式典であいさつするトヨタ自動車の豊田章男会長(2日午前)
新たに完成したのは「車両開発棟」を含む西側の区域で、全体で計約3000人の従業員のうち約2000人が勤務する。同棟にはレクサス部門のほか、モータースポーツを統括する「GR(ガズーレーシング)」部門が入る。この他の中央と東の区域は運用を始めていた。
これまで本社(豊田市)や元町工場(同)の別々の建物にいた技術者らを一同に集める。開発車両をテストコースで走らせて課題を洗い出し改良する工程を、同施設だけでもできるようにする。同施設は本社から車で約30分の立地で、本社とも一体で開発を進められる。
トヨタ自動車の新しい研究開発施設「トヨタテクニカルセンター下山」(2日午後)
テクニカルセンター下山はテストコースを計12本備えている。中でも「カントリー路」は全長5.3キロメートルで高低差が75メートルある過酷なコースだ。
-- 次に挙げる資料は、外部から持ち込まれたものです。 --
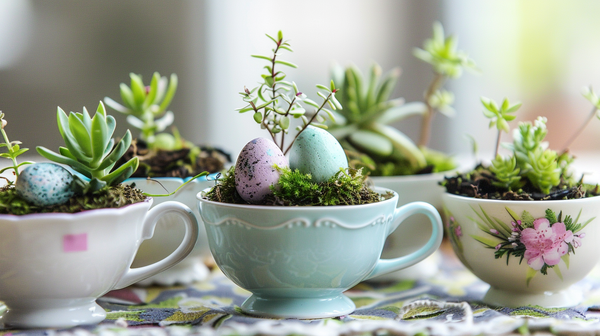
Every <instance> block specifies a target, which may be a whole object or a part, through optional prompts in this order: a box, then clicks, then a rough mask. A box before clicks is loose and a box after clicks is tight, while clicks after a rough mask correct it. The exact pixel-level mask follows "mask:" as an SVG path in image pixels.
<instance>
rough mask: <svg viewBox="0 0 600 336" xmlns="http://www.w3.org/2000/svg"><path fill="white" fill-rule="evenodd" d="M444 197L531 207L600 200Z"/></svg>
mask: <svg viewBox="0 0 600 336" xmlns="http://www.w3.org/2000/svg"><path fill="white" fill-rule="evenodd" d="M444 196H446V197H450V198H453V199H456V200H461V201H464V202H480V203H500V204H506V205H508V204H513V205H515V204H519V205H521V204H531V205H535V204H540V205H544V204H545V206H548V204H555V205H560V204H564V203H569V204H573V203H575V202H584V201H586V200H596V199H598V198H599V197H600V196H592V197H582V198H574V199H566V200H537V201H522V200H497V199H487V198H475V197H468V196H461V195H455V194H451V193H448V192H444Z"/></svg>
世界屈指の難コースである独ニュルブルクリンクを参考に設計し、約4分の1のスケールという。
ニュルブルクリンクはトヨタを含む世界の自動車メーカーが車両のテスト走行で活用している。豊田会長は報道陣の取材に「ドイツに行かないとできなかった走行試験が日本でできるようになる」と強調した。
この他、トヨタとして最長の直線2キロメートルのコースも設けており、燃費性能の計測に役立てる。欧州の山岳地帯や、雪や氷で滑りやすい道、凹凸のある道もコースで再現している。投資額は約3000億円に及ぶ。
「トヨタテクニカルセンター下山」の車両開発棟
レクサスは今後のトヨタのEV戦略の中核を担う。現行車よりも性能を大幅に向上させる「次世代EV」と呼ぶモデルを26年にも投入する方針だ。35年にはレクサスブランドの全車種をEV化する計画を掲げる。新施設の全面運用により、開発力を底上げする。
EVは電池のコストや開発投資が重く利益を出しにくい。一方で、比亜迪(BYD)などの中国勢はEVの低価格化で攻勢をかける。トヨタが高級車のレクサスブランドで販売を伸ばすには、性能や乗り味がカギを握る。今後、市販化の近い車は同施設で走行試験させる方針で、EVを含むラインアップの競争力を磨く重要な拠点となる。